Problem 1: Memory Conflicts
# 3 years ago: "I live in Seoul"
# Today: "I moved to Busan last year"
# How do you handle this?
# Option A: overwrite with latest information
# Option B: keep both with timestamps
# Option C: ask user to confirm
Mem0 uses an LLM to detect conflicts and automatically update. But it's not 100% perfect.
Problem 2: Privacy
How much should be remembered? This is both a technical and ethical question.
- Users must be able to request memory deletion (GDPR)
- Sensitive info (medical, financial) needs special handling
- Data from different users must never mix
# Memory deletion for GDPR compliance
def delete_user_memory(user_id: str):
m.delete_all(user_id=user_id)
print(f"All memories for user {user_id} deleted")
Problem 3: Appropriate Forgetting — Ebbinghaus's Forgetting Curve
Psychologist Ebbinghaus studied the pattern of human forgetting over time. This can be applied to AI memory as well.
import math
from datetime import datetime
def calculate_memory_importance(memory: dict) -> float:
"""
Calculate the current importance of a memory.

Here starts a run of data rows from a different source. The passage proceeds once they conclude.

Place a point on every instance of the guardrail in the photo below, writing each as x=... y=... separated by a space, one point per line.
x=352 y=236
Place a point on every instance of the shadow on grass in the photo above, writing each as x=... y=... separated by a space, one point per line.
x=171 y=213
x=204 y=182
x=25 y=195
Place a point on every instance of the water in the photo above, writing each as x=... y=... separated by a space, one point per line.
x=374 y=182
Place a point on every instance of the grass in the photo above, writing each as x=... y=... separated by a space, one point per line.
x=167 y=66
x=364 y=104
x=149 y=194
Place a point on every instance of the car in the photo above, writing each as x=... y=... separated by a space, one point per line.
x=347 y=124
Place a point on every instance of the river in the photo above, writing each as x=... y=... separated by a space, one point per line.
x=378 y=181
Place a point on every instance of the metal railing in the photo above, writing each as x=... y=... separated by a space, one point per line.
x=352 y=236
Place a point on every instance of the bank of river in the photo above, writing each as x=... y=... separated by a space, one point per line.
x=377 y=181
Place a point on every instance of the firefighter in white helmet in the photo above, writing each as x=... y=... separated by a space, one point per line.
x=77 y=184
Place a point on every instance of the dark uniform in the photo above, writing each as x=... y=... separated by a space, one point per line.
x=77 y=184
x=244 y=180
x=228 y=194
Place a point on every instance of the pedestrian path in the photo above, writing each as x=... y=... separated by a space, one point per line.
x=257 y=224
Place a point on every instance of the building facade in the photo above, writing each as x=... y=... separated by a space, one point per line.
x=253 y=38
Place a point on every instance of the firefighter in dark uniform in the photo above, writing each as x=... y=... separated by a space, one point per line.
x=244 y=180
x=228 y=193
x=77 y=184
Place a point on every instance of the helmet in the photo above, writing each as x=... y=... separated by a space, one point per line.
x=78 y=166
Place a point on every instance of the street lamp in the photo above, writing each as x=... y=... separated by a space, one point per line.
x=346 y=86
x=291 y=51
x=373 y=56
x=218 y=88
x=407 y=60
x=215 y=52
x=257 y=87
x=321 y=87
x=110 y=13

Importance decreases over time, but memories
accessed frequently maintain their importance.
"""
days_since_last_access = (
datetime.now() - memory["last_accessed"]
).days
access_count = memory["access_count"]
# Based on Ebbinghaus forgetting curve
# Base forgetting: decreases over time
base_retention = math.exp(-days_since_last_access / 30)
# Reinforcement from access frequency
# (frequently referenced = harder to forget)
reinforcement = math.log(1 + access_count) * 0.3
return min(1.0, base_retention + reinforcement)
# Periodically clean up low-importance memories
def prune_memories(user_id: str, threshold: float = 0.1):
memories = m.get_all(user_id=user_id)
for memory in memories:
if calculate_memory_importance(memory) < threshold:
m.delete(memory["id"])
Problem 4: Scalability
How do you manage memory for millions of users?
- Per-user independent vector index vs shared index
- Memory compression (increase info density through summarization)
- Hot/cold storage separation (frequently accessed vs. old memories)
- Sharding and distributed processing
Best practices here aren't fully established yet. In production, it's common to combine with infrastructure like Redis, Pinecone, or Weaviate.
Which Memory Strategy Should You Choose?
A simple decision guide.
| Use Case | Recommended Strategy |
|---|---|
| Simple chatbot | ConversationBufferWindowMemory (recent k) |
| Personalized assistant | Short-term + long-term (vector) combined |
| Customer service | Episodic + long-term memory |
| Coding assistant | Project codebase context + short-term |
| Production AI app | Mem0 or custom + privacy layer |
Wrapping Up
Memory is the key element that makes AI agents genuinely useful. Eliminating the frustration of "I have to explain this from scratch again?" is the next step for AI assistants.
If you're building an AI project right now, incorporate the memory system into your design from the start. Adding it later is much harder.
Start with a framework like Mem0. It's a great way to learn what problems have already been solved before building your own.
An AI with memory isn't just a tool — it can be a real collaborator. The difference is larger than you might expect.